»Delgado der Apache« von Werner J. Egli Skalpjäger, Apachen und ein alter Schamane

17. Januar 2013

Wenn es irgendein Genre der Unterhaltungsliteratur gibt, das so richtig »out« ist, dann dürfte das der Western sein. Sieht man von einigen Heftromanserien des Bastei-Verlages sowie einigen unentwegten Kleinverlegern ab, ist dieses Genre fast komplett aus dem Fokus der Öffentlichkeit verschwunden. Das finde ich schade – gut geschriebene Western-Romane mag ich nämlich sehr.

Wer sich darüber wundert, muss einfach mal zu einem gelungenen Western greifen und sollte den entsprechenden Schrott im Regal liegen lassen. Denn in seiner klassischen Art ist der Western mit der Science Fiction und der Fantasy eng verwandt: Wenn es sich um gut geschriebene Romane handelt, sind es schlichtweg Abenteuergeschichten in einer fremdartigen Umgebung, die mit unserer heutigen Realität nicht viel zu tun hat.

Deshalb passt der Roman »Delgado der Apache« auch gut zum Programm des kleinen und engagierten Blitz-Verlages, der sich ansonsten auf Science Fiction, Krimis und phantastische Literatur aller Art konzentriert. Er eröffnet eine Reihe, die den verlockenden Titel »Goldener Western« trägt und in der hoffentlich bald weitere Bände erscheinen.

Autor des ersten Romans ist Werner J. Egli, der in den vergangenen Jahren vor allem durch seine Jugendbücher bekannt geworden ist, in den 70er- und 80er-Jahren aber mit historisch korrekten Western auf sich aufmerksam machte. »Delgado der Apache« erschien erstmals 1978 in der Taschenbuchreihe des Pabel-Verlages – und damit schließt sich glatt ein Kreis zurück zu PERRY RHODAN und zu dieser Rezension.

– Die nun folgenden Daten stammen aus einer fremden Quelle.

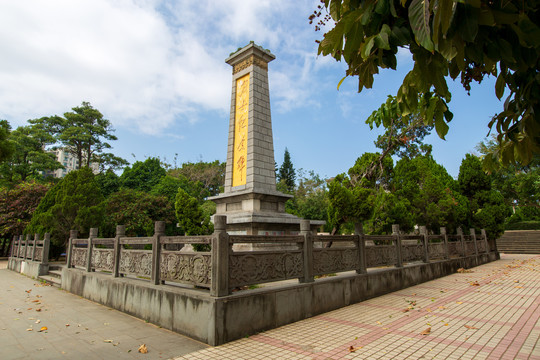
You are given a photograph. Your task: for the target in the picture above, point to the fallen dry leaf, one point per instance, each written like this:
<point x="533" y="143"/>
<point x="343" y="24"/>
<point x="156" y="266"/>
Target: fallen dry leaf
<point x="353" y="349"/>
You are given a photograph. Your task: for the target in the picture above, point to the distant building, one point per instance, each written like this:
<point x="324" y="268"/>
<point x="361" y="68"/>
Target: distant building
<point x="69" y="162"/>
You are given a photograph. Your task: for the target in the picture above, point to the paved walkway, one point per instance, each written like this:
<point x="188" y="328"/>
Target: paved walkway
<point x="76" y="328"/>
<point x="489" y="312"/>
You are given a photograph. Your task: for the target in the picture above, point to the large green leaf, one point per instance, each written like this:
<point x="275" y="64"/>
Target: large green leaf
<point x="419" y="15"/>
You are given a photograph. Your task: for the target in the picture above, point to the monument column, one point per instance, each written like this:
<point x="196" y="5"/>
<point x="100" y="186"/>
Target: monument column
<point x="250" y="200"/>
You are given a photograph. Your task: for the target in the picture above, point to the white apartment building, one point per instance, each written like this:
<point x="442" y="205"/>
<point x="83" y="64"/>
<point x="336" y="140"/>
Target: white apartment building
<point x="69" y="162"/>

Das vorliegende Buch wurde seit den 70er-Jahren übrigens noch einmal gründlich überarbeitet. An der grundsätzlichen Handlung änderte der Autor nichts.
Zum Roman selbst: Delgado ist ein junger Mann aus dem Volk der Apachen, der in den 60er-Jahren des 19. Jahrhunderts weißen Skalpjägern in die Hände fällt. Sie misshandeln ihn brutal, sie stellen ihn in der Stadt Prescott zur Schau, sie versteigern ihn öffentlich als Sklaven – und dann gelingt ihm die Flucht. Damit ist sein Kampf noch nicht zu Ende, denn jetzt muss der junge Mann versuchen, die verstreuten Gruppen seines Volkes vor den Skalpjägern zu warnen ...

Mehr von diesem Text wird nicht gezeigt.